Now, I am doing the same test but using an averaged shifted histogram version of my x-values and the frequency for those averaged bins as the y-values for each observation, I now obtain good results in terms of goodness of fit.

I need to clarify if it is valid to realize a Goodness of fit for an averaged shifted histogram, or if there is clear bias for data overfitting.

Here it is a q-q plot of the data:

QQ Plot

Best Answer

The biggest problem is that an averaged shifted histogram has positive dependence in adjacent bins, so a test derived on an independence assumption (aside the negative dependence induced by the total count being conditioned on, which is adjusted for) won't have the right distribution for its test statistic.

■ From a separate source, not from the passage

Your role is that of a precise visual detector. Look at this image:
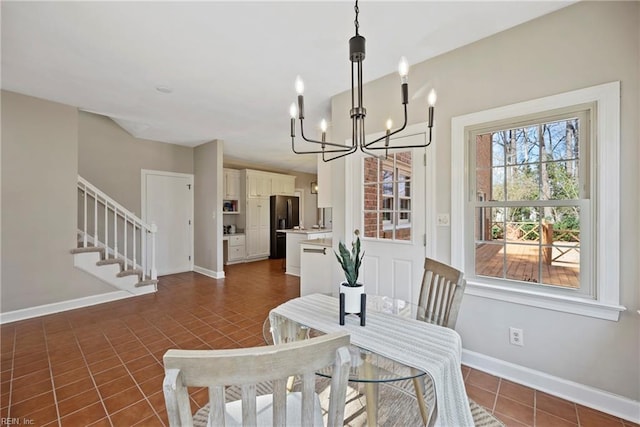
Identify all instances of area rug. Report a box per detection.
[193,378,505,426]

It's possible to adapt a test for such dependence, but the vanilla version of the test will be wrong.

[If you want to test for normality, doing it from a histogram isn't a particularly good way to do it. A Shapiro-Wilk or Shapiro-Francia test, an Anderson-Darling test, or perhaps a Smooth test of the kind discussed in Rayner and Best's book Smooth Tests of Goodness of Fit would be better. The nice thing about a Shapiro-Francia test is it's just based on the correlation in a normal scores plot (Q-Q plot for normality), which gives a visual assessment of the non-normality]

--

Edit - looking at your QQ plot - the data are very far from normal. No reasonable test would fail to reject normality at that sample size. A Lilliefors test or an Anderson-Darling or a Shapiro-Wlik or a smooth test with a standard number of terms ($k=4$ or $k=6$) will all reject easily... you don't even need to test that.